Indian voters put Narendra Modi into office as prime minister three months ago as the former regional governor ran on an agenda of tackling inflation, taxes and rampant corruption.
Ninety days, Modi has made some unpopular decisions, such as approving diesel price hikes and ratcheting up the cost of railway tickets. But how much real change has he brought overall to the world's largest democracy?
Investment bank BNP Paribas India outlined a number of notable changes made by the government so far under Modi, including:
- The percentage of foreign direct investment allowed in insurance firms was raised from 26 percent to 49 percent, subject to parliamentary approval
- Passenger fare and rail freight rate hikes
- Continuing gradual diesel deregulation—according to Amit Shah of BNP Paribas, the diesel subsidy is very close to being wiped out altogether
- The formalization of rules for long-term infrastructure bonds
- Hiking foreign direct investment limits in defense firms (from 26 percent to 49 percent) and railways (up to 100 percent)

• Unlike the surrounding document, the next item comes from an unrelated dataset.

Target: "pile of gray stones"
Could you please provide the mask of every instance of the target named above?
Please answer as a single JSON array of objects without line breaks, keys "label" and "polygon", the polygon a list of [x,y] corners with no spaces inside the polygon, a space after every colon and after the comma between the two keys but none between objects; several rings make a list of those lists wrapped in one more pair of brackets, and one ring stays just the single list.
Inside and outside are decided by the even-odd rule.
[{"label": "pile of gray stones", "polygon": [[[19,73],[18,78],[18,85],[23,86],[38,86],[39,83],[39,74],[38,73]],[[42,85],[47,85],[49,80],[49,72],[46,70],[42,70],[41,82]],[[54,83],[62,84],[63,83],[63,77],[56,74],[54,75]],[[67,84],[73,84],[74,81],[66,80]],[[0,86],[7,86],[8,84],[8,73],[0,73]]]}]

- Simplifying environmental and forest clearance rules
- Controlling inflation by releasing food and grain stocks
- Labor law reforms, mainly relating to procedural changes to statutory filings and labor inspections
"He has thus created a culture of meritocracy and transparency where earlier a culture of bonhomie and favor-seeking existed."
John Kriley, international investment analyst at S&P Capital IQ, said Modi needs to enact further reforms while he has early momentum, especially with regard to regulating the retail industry. Kriley characterized Modi's work so far as "not impressive, but promising."
"He [Modi] established his credentials for reform in the state of Gujarat and he has pledged to do more for the country as a whole, but what he plans on doing remains to be seen," noted Kriley.
In addition to the regulatory changes Modi has made, investors have applauded him for bringing about a cultural shift, introducing a certain level of work ethic back to the country, especially the capital New Delhi.
Bureaucrats on the ground in India told CNBC that they're seeing more top-level executives showing up to work early and spending less time at the golf course.
"He [Modi] has thus created a culture of meritocracy and transparency where earlier a culture of bonhomie and favor-seeking existed," said Suhel Seth, managing partner at Counselage India, a brand marketing consultancy.
Several India watchers note Modi's no-nonsense leadership style is what helped the state of Gujurat become so successful, but it ignited a level of fear in those who worked for Modi.
"Modi has sent out a strong signal that there will no longer be a culture of 'friends' doing business together at the expense of governance," noted Seth.